Birthday, Schmirthday.

Standard

Good Evening:

i do not believe in birthdays boss

and if you knew as many of them as i do

you would not believe in them

either

And with that homage to-slash-borderline plagiarism of Don Marquis (archy and mehitabel) out of the way, I can gripe about my birthday.

Now my co-workers did not mind my birthday; as I have written before, they really really like to eat, and they welcome any chance to indulge in a nice big box of donuts. Since one of my associates sprang for the dozen, it would have been poor form for me not to join in the festivities (birthdays are not supposed to make you happy, birthdays are supposed to make your friends happy) so I cheerfully obliged myself to indulge in a few. You know, for the sake of morale. My optometrist also sent birthday greetings via email, which I rather liked; even though nowadays all you have to do is enter the info into a database and it will take care of the rest, birthday greetings are a tradition that this third generation family-owned business has kept up for over a century.

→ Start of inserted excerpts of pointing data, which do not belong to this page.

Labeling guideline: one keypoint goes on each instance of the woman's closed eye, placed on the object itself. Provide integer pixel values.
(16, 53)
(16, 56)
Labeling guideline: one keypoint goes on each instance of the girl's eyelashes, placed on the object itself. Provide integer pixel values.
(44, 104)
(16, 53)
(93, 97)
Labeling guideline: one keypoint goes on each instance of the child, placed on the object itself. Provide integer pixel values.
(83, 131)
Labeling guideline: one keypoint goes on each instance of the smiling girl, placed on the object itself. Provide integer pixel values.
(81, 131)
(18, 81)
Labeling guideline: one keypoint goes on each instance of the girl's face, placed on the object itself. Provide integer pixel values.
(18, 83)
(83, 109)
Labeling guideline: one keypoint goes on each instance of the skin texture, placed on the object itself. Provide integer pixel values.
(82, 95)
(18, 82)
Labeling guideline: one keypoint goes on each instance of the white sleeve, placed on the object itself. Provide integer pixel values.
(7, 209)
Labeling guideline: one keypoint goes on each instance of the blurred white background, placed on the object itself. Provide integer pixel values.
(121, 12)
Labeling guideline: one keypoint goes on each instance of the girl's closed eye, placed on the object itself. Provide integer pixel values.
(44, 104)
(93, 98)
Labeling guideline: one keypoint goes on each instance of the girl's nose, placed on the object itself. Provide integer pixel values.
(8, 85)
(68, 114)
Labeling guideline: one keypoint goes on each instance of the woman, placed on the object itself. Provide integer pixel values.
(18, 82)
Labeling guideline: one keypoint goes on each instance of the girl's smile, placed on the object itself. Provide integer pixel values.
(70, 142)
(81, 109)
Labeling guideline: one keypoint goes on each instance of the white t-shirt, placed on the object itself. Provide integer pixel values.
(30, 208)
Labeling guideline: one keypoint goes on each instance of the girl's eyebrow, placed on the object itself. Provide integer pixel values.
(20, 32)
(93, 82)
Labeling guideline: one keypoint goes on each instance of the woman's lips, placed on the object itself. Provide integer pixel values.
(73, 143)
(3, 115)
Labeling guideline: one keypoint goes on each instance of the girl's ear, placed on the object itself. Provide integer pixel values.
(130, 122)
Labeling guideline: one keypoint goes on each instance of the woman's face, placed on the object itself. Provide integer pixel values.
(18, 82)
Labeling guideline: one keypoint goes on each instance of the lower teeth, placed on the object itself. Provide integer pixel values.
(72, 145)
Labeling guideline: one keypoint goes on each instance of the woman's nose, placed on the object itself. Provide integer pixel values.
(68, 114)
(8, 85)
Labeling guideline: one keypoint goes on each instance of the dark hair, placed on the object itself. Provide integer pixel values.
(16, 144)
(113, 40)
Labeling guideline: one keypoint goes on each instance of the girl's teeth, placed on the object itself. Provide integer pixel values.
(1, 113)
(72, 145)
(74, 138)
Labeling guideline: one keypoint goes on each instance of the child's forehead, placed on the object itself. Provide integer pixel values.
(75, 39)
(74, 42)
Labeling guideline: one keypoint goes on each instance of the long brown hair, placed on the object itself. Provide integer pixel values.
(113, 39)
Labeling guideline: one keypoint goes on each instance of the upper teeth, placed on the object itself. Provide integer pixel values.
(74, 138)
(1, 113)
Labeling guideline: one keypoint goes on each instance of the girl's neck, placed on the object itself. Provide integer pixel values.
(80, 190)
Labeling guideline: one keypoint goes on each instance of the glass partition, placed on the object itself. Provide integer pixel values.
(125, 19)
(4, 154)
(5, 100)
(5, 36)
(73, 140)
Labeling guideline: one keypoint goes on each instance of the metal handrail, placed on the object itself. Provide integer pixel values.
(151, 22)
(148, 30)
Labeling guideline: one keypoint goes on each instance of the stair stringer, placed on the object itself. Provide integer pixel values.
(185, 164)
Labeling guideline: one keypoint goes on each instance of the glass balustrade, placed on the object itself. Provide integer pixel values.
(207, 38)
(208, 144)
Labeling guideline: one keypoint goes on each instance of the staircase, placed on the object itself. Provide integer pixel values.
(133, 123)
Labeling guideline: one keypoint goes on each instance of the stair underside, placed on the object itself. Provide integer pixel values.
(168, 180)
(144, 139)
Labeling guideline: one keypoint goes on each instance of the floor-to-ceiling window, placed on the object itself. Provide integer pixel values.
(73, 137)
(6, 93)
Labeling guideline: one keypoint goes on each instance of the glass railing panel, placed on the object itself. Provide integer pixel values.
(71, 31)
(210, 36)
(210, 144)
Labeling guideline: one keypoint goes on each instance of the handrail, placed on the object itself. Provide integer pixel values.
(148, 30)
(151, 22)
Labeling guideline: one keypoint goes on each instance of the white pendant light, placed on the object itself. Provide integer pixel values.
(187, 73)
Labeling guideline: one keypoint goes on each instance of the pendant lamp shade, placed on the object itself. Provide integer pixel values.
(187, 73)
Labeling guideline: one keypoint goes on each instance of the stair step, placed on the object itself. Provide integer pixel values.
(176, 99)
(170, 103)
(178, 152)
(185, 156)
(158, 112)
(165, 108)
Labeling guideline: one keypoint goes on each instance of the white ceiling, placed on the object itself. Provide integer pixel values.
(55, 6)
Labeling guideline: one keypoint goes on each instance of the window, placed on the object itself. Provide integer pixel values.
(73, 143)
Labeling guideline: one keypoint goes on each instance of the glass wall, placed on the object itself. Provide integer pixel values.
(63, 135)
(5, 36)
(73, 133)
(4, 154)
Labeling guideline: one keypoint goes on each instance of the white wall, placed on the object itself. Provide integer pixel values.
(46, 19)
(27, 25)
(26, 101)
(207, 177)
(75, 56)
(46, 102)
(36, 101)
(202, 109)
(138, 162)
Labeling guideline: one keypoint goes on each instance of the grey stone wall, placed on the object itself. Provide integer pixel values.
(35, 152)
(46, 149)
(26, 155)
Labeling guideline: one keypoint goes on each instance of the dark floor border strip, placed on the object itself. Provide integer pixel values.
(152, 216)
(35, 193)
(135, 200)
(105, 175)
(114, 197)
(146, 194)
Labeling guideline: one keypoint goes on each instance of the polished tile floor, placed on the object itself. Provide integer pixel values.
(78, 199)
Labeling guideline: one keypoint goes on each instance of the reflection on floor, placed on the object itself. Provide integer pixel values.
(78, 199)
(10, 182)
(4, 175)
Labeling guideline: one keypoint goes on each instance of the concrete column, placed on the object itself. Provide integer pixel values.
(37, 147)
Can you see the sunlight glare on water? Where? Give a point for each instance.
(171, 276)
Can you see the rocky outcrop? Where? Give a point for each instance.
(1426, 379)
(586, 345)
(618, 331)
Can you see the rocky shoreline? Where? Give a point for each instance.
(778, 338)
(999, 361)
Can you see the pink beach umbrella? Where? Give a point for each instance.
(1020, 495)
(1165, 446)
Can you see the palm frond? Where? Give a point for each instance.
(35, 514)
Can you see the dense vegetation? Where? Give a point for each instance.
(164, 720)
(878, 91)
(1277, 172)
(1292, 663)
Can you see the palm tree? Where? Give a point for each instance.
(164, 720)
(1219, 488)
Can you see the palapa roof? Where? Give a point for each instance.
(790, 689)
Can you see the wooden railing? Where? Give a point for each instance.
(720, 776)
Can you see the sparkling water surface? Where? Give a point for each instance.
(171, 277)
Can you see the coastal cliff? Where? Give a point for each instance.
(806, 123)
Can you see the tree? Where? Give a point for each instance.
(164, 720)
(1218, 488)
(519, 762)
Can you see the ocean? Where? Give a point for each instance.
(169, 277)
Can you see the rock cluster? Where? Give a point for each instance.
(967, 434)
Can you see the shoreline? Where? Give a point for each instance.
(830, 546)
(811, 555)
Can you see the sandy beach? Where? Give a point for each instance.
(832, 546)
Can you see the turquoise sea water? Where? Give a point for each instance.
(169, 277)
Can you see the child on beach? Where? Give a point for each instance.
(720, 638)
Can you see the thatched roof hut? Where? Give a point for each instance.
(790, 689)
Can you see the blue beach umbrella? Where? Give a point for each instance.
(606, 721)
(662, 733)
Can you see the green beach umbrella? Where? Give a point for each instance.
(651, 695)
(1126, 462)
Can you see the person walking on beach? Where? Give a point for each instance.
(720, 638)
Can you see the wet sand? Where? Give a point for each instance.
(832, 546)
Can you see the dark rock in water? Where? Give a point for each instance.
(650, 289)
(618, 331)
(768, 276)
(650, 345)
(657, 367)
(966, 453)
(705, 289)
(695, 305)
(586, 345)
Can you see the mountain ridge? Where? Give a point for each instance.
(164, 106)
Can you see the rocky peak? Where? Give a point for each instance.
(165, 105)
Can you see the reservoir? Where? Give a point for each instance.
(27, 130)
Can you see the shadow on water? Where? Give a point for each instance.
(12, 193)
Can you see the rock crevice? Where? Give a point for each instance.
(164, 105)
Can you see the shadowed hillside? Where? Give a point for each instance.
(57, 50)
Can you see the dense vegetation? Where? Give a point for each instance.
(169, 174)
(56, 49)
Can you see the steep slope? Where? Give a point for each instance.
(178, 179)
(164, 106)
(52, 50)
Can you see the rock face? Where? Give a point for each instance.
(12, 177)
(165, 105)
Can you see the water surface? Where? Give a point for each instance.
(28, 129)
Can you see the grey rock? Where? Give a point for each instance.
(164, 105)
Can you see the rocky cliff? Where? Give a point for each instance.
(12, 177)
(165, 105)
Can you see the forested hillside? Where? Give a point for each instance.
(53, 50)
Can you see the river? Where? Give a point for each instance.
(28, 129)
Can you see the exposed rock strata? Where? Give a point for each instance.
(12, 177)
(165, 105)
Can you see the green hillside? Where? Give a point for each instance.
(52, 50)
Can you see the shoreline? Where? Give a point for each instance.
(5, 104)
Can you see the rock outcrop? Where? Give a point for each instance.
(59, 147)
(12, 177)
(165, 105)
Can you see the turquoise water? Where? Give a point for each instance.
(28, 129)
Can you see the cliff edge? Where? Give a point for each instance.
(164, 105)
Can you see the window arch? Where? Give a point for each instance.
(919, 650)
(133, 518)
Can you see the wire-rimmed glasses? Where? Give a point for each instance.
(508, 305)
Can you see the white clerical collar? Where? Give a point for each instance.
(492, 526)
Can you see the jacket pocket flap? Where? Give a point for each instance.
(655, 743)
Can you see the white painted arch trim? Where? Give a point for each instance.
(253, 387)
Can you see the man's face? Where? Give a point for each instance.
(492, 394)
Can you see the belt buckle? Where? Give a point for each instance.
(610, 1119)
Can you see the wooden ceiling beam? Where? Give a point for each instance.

But I don’t want my ATM to wish me a happy birthday.

First of all, my ATM doesn’t even know my exact birthday; it started wishing me blah blah blah a week ago, and will probably continue for another week. Second of all, it doesn’t know who I am. My optometrist from the third generation family-owned business can recognize me on the street; not one employee of my bank (not to mention my ATM) can make the same claim. How can they? I have not seen the inside of a bank branch in months. It angrifies my innards when some corporation’s vast IT operation attempts to conceal the fact that ultimately that corporation remains nothing but a money sucking entity sucking my money out of my entity by pretending to be a hail-fellow well-met friendly good neighbor  good friend type person, or something like that.

It’s not even a machine. It’s just an algorithm generating a message on a machine.

Besides, as faithful readers of The San Francsico Scene–Seen! can attest, I don’t celebrate my schmirthday (or Barf Day, as one friend says, or F*** Day, as another friend says), I celebrate what I call Freedom Day.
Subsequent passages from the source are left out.